A man appeared in court yesterday accused of selling wristbands, claiming they offered entry to the VIP area.
Paul Reidy, 23, allegedly turned up at the site entrance and handed over the fake passes in exchange for £900 in cash.
More than 85,000 fans turned up each day at the festival in Balado, near Perth, between Friday and Sunday, with headline acts including the Stone Roses, Noel Gallagher and Snow Patrol.
Reidy, from Birniehill Crescent, Bathgate, West Lothian, is alleged to have formed a fraudulent scheme to sell the wristbands between February 1 and July 6 this year.
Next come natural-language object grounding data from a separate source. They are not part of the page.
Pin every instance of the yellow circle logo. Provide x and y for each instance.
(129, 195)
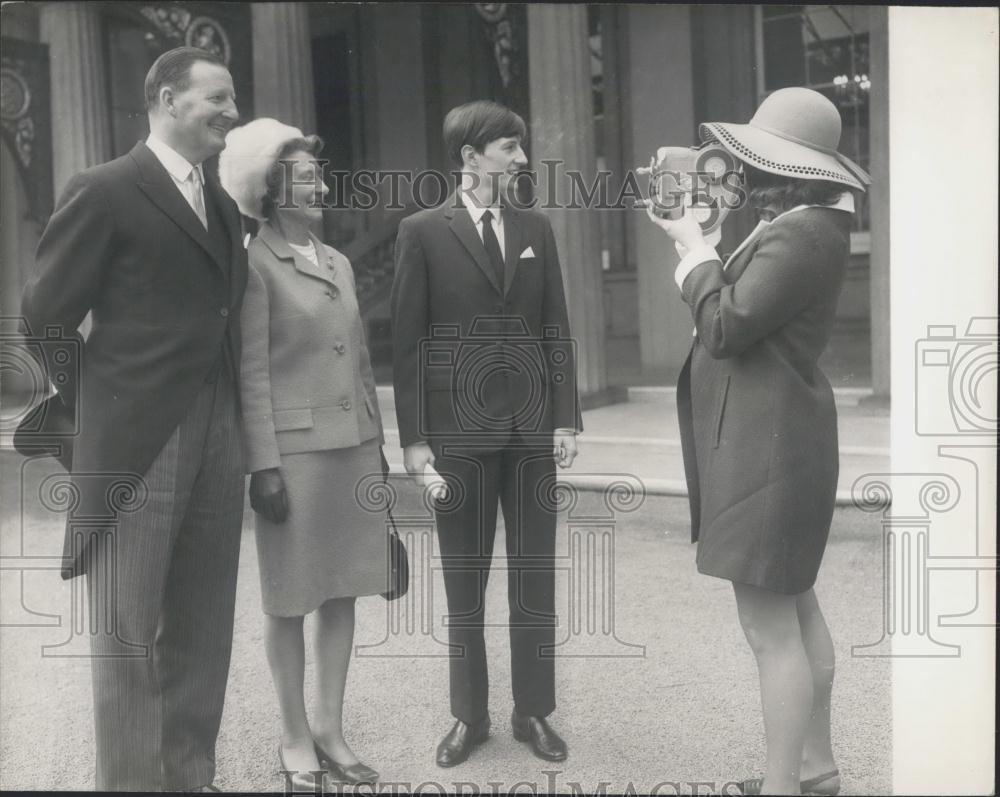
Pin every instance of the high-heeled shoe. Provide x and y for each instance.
(299, 781)
(352, 774)
(808, 786)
It is alleged that he induced Shona Cumming, Sharon Anderson and John Devine to pay him £900 for the wristbands for the festival’s VIP area.
The charge alleges that Reidy arrived at the festival site in Kinross and pretended to be employed by Security Scotland when handing over the wristbands.
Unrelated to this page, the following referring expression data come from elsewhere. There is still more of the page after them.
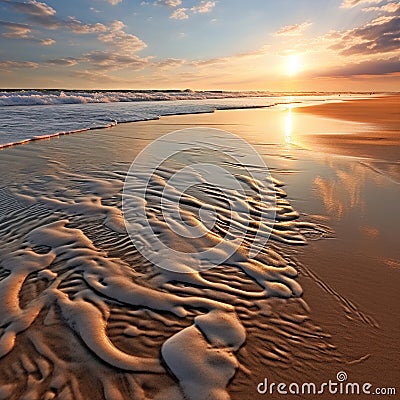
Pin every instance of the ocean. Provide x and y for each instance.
(27, 115)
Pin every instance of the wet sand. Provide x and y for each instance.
(380, 140)
(87, 316)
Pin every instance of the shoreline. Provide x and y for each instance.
(70, 190)
(381, 138)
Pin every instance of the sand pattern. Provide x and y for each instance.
(86, 315)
He is alleged to have then allowed the trio entry to the festival, despite his being on bail from both Hamilton and Glasgow Sheriff Courts at the time.
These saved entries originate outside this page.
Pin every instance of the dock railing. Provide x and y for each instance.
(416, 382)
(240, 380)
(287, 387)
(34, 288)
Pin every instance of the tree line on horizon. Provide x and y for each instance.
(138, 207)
Reidy, who was granted bail on condition he does not approach any of the alleged victims, denied the charge and will go on trial at Perth Sheriff Court in October this year.
Several other people appeared from custody at Perth Sheriff Court yesterday to face charges linked to the weekend’s music festival.
Police at the festival had earlier said there had been a “positive attitude” and that drugs offences accounted for about three-quarters of all crime.
Superintendent Rick Dunkerley, event commander, said: “I think it’s fair to say that the conditions have been challenging for them but they have refused to let anything dampen their enthusiasm. Their attitude has been terrific and has ensured that we are all enjoying another excellent T in the Park festival.
“Our traditional community engagement style of policing, complemented by a no-nonsense approach to searching for illegal drugs has led to a small rise in the number of arrests as compared to the same time last year, as well as an increase in detection rates.”